Cloudy Bay Sauvignon Blanc is quite simply the iconic Marlborough Sauvignon Blanc and the 2016 vintage is the 32nd vintage of this wine.
Cloudy Bay Vineyards was established in 1985 by Kevin Judd and David Hohnen of Cape Mentelle Vineyards in Western Australia, and is today part of Estates & Wines (owned by LVMH). The winery and vineyards are situated in the Wairau Valley in Marlborough at the northern end of New Zealand’s South Island. This unique and cool wine region enjoys a maritime climate with the longest hours of sunshine of any place in New Zealand. Cloudy Bay has estate vineyards located at prime sites within the Wairau Valley as well as long-term supply agreements with local growers.
Cloudy Bay Sauvignon Blanc has become an international benchmark wine noted for its vibrant aromatics, layers of pure fruit flavours and fine structure. Grapes are sourced from Cloudy Bay Estate vineyard in Rapaura, the “Widow’s Block” in Renwick, the “Mustang” vineyard in Brancott Valley and the “Barracks Block” in the Omaka Valley. These sources are supplemented by fruit from a small number of long-time contract growers. Free draining, stony soils typify the Rapaura and Renwick areas whilst Fairhall and Brancott are predominantly aged alluvial loams containing some clay.

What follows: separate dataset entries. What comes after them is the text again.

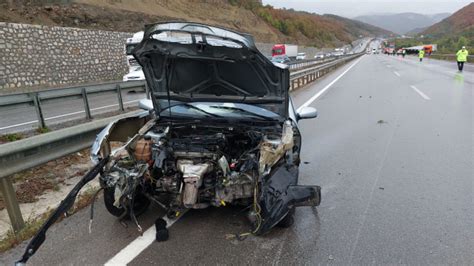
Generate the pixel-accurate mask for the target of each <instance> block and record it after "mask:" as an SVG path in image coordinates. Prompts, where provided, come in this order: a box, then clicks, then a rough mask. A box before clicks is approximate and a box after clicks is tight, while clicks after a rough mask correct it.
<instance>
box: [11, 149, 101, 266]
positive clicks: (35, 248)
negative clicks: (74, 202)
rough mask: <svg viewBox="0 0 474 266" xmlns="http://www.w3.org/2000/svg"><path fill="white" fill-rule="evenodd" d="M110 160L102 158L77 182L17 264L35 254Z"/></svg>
mask: <svg viewBox="0 0 474 266" xmlns="http://www.w3.org/2000/svg"><path fill="white" fill-rule="evenodd" d="M107 162H108V158H105V159H102V160H100V161H99V163H98V164H97V165H96V166H94V168H92V169H91V170H90V171H89V172H88V173H87V174H86V175H85V176H84V177H83V178H82V179H81V180H80V181H79V182H78V183H77V184H76V186H74V188H73V189H72V190H71V192H69V194H68V195H67V196H66V198H64V200H63V201H61V203H60V204H59V206H58V208H57V209H56V210H55V211H54V213H53V214H52V215H51V216H50V217H49V218H48V220H46V222H45V223H44V224H43V225H42V226H41V229H40V230H39V231H38V233H36V235H35V236H34V237H33V239H31V241H30V243H29V244H28V246H26V250H25V253H23V256H22V257H21V259H20V260H19V261H17V262H16V263H15V265H25V264H26V262H27V261H28V259H29V258H30V257H31V256H33V255H34V254H35V253H36V251H37V250H38V249H39V247H40V246H41V245H42V244H43V242H44V240H45V239H46V231H48V229H49V228H50V227H51V226H52V225H53V224H54V223H55V222H56V221H57V220H58V219H59V218H60V217H61V216H62V215H63V214H65V213H66V212H67V211H68V210H69V209H71V207H72V206H73V205H74V201H75V200H76V197H77V194H78V193H79V191H80V190H81V189H82V188H83V187H84V186H85V185H86V184H87V183H89V182H90V181H92V180H93V179H94V178H95V177H96V176H97V175H98V174H99V173H100V172H101V170H102V168H103V167H104V166H105V164H106V163H107Z"/></svg>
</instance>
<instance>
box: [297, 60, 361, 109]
mask: <svg viewBox="0 0 474 266" xmlns="http://www.w3.org/2000/svg"><path fill="white" fill-rule="evenodd" d="M361 59H362V57H361V58H359V59H358V60H357V61H355V62H354V63H353V64H352V65H351V66H350V67H348V68H347V69H346V70H345V71H344V72H342V73H341V75H339V76H338V77H337V78H335V79H334V80H333V81H331V83H329V84H328V85H326V87H324V88H323V89H322V90H320V91H319V92H318V93H316V94H315V95H313V97H311V98H310V99H309V100H307V101H306V102H305V103H303V105H301V106H300V107H299V108H298V110H296V111H297V112H299V111H301V109H303V108H304V107H306V106H308V105H310V104H311V103H312V102H314V101H315V100H316V99H318V98H319V97H320V96H321V95H322V94H323V93H324V92H325V91H327V90H328V89H329V88H331V86H332V85H334V83H336V82H337V81H338V80H339V79H340V78H342V76H344V75H345V74H346V73H347V72H348V71H349V70H351V68H353V67H354V66H355V65H357V63H359V62H360V60H361Z"/></svg>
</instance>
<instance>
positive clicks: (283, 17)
mask: <svg viewBox="0 0 474 266" xmlns="http://www.w3.org/2000/svg"><path fill="white" fill-rule="evenodd" d="M173 20H188V21H196V22H204V23H207V24H211V25H219V26H223V27H226V28H230V29H234V30H237V31H240V32H246V33H250V34H252V35H253V36H254V37H255V40H256V41H258V42H266V43H296V44H299V45H308V46H316V47H340V46H342V45H345V44H349V43H352V42H353V41H354V40H356V39H359V38H360V36H361V35H362V36H364V37H367V36H380V35H387V34H391V33H390V32H387V31H386V30H383V29H380V28H377V27H375V26H372V25H367V24H365V23H362V22H359V21H354V20H350V19H346V18H342V17H338V16H323V15H317V14H313V13H308V12H300V11H294V10H289V9H279V8H274V7H272V6H270V5H263V4H262V1H261V0H134V1H131V0H127V1H125V0H15V1H13V0H9V1H5V0H0V21H2V22H16V23H30V24H42V25H50V26H67V27H81V28H89V29H103V30H114V31H124V32H135V31H139V30H142V29H143V25H145V24H150V23H155V22H159V21H173ZM0 39H1V37H0ZM0 58H1V55H0Z"/></svg>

The grapes for Cloudy Bay Sauvignon Blanc were de-stemmed and transferred straight to tank presses within hours of picking. Following harvest, the free-run juice was cold settled for 48-72 hours before racking. Fermentation was primarily carried out in stainless steel tanks with a mixture of cultured yeasts and wild yeast. Approximately 3% of the blend was fermented at warmer temperature in old French oak barriques and large format vats.